The exclusive Horizon XL model is a compact imager that instantly delivers images on true-size diagnostic film for templating for use within the operating room. With the XL imager, post procedure images can be printed and verified before the patient leaves the clinic or center.
The system's 14" x 36" and 14" x 51" long film enables true-size images to be printed onto one continuous piece of film, then folded to 14" x 17" for insertion into a standard-size film jacket. Key uses of the imager include facilitating evaluation of the entire spine for scoliosis, including idiopathic scoliosis and kyphosis - a curvature in the sagittal plane of the body with the apex of the curve directed posteriorly - and the entire leg from pelvis to ankle in order to determine leg length. The predominant procedures are for limb lengthening or correction of angular deformity.
The Horizon XL also prints flawless images on clear and blue film, grayscale paper, and color paper in a variety of standard sizes. Specifically, it is capable of generating 14" x 17" and 8" x 10" blue or clear film, low-cost grayscale paper prints in 14" x 17" and 8.5" x 11", plus color in 8.5" x 11".

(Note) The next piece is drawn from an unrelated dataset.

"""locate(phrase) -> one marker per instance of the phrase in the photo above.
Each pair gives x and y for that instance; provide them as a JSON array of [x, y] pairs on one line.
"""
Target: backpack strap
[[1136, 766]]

According to physicians, the long film is perfect for evaluating scoliosis, long-bone, pediatric and adult spines, while the paper, too, offers huge conveniences. Codonics' cost-saving DirectVista® Grayscale Paper can be read in room light and is a great alternative to film for several applications.
To date, HSS has presented images on film. However, White expects his department to begin presenting on paper in the near future, a capability that will add considerable convenience to the way surgeons interact with patients and their colleagues. As the department goes filmless, physicians will be able to explain diagnoses to patients in room light and share information with referring physicians without having to access a view box. The implications are far reaching, including a projected cost savings over film of up to 65%. "We certainly intend to begin using that capability in the near future, and it will provide us with cost savings in addition to what we've seen so far," White said.
There have been other benefits. "The system's small footprint saves the department precious space, the cost of operation is minimal, little servicing is required, and Codonics' support is timely," White said. Perhaps most important, physicians are viewing true size 36" or 51" digital, diagnostic-quality images never before available, almost effortlessly, using the XL.
"The Codonics imager has proven essential for pre-surgical planning and post-op so that they can track the progress of the patient," White said. "We didn't sacrifice any image quality to use this system. The surgeons in particular are satisfied with the accuracy they're getting for their pre-surgical calculations and decisions based upon that image, and they've been very accepting with this transition from minified images."
He added: "Remember - miniscule measurement deviations using small reference points can result in significant miscalculations when the image is scaled. Where leg lengthening is concerned, that can be profound."
Certainly, any measurement error is significant. At Hospital for Special Surgery, the Codonics Horizon has virtually eliminated the possibility of error, creating a new gold standard for measurement - one that translates to an important reality: an elite orthopaedic center has become even better, thanks in part to Codonics.
"The possibility of error, while remote, is now even less likely," White said. "That has given our physicians added confidence as they diagnose and treat their patients. I'd say our ability to acquire and print images in true-size contributes to our patient satisfaction, and we owe some of that success to Codonics."